The British economy shrunk by more than 20% in the second quarter as a result of the corona crisis. It is the strongest economic setback in a large European country in recent times. The UK economy was hit even harder than that of Spain, which had a contraction of 18.5%.
This has emerged from new figures from the British statistical office. Economists had already seen the sharp contraction coming. Earlier, data showed that hundreds of thousands of British people lost their jobs as a result of the crisis. According to experts, the United Kingdom seems to pay a high economic price for the slow introduction of lockdown measures in March.
The country also has the highest number of deaths due to the coronavirus in Europe. Due to sometimes sudden local infestation, concerns about additional lockdown measures have been growing again recently. What also plays an economic role is that the UK Government is phasing out wage support schemes again. In addition, the brexit creates a lot of uncertainty. British companies will face high trade tariffs if the London government fails to conclude a trade agreement with the European Union by the end of the year.
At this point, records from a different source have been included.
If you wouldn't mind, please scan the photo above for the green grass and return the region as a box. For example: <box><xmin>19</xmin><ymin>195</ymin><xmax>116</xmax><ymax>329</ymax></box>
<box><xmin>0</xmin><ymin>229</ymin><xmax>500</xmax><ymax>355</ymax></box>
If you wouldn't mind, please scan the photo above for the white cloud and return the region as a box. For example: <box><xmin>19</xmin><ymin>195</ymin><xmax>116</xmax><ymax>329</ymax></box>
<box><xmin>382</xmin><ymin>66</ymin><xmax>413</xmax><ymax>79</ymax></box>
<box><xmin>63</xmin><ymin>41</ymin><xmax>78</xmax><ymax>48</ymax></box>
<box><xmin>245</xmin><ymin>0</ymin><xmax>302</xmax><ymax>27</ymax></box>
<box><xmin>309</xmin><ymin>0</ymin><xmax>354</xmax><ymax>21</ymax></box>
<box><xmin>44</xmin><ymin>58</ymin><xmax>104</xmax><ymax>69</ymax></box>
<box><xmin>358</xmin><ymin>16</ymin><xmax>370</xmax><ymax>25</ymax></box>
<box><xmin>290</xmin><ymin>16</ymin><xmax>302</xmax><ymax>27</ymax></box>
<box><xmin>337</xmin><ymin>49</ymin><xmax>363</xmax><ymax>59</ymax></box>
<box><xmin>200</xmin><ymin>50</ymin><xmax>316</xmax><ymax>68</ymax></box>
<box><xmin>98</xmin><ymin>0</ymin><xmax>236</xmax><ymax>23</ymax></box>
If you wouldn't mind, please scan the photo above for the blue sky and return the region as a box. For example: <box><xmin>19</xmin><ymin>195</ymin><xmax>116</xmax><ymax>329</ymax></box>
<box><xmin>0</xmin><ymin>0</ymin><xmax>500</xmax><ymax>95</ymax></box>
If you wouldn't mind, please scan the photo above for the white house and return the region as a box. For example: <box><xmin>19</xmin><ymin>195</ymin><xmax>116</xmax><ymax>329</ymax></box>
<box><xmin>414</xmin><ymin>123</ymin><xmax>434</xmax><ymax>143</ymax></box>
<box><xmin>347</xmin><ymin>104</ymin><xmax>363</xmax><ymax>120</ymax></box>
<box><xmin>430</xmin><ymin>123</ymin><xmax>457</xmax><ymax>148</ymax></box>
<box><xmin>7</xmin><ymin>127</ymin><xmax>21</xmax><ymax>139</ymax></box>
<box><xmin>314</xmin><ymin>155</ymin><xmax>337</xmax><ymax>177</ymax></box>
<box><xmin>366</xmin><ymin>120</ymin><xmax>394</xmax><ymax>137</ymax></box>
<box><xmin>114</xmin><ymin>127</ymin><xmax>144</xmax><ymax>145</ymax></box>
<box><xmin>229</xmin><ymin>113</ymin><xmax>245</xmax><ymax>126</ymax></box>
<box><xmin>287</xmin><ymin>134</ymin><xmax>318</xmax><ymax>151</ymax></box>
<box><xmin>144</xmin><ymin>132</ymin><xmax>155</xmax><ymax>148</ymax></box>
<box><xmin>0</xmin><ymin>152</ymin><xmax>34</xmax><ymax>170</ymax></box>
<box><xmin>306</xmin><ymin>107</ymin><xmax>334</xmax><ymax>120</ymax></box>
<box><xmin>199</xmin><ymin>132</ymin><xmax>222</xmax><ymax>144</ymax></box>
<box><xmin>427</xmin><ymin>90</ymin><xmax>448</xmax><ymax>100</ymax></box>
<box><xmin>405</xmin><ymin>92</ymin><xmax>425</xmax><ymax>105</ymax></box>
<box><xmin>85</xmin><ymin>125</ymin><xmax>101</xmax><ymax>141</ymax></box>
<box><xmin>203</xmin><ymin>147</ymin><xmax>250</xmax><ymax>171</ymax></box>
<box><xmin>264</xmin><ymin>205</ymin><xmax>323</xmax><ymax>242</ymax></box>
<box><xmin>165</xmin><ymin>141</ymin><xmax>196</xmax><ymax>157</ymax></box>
The Bank of England recently stated that the British economy would probably need more time to recover from the coronacrisis than expected. As things stand at the moment, it is likely that the British economy will not be able to return to the december 2019 level until the end of next year at the earliest, as envisaged by the central bank. In May, the Bank of England had said that the economy could return to pre-crisis levels in the second half of 2021.
But the recession is likely to be a little less pronounced, as the forecasts showed last week. The British economy seemed to be on track for an overall 9.5 percent contraction by 2020, the worst performance in 99 years, or since the tough years after the First World War. In May, the Bank of England took a 14% economic blow into account. That would have meant the worst economic blow in over three centuries.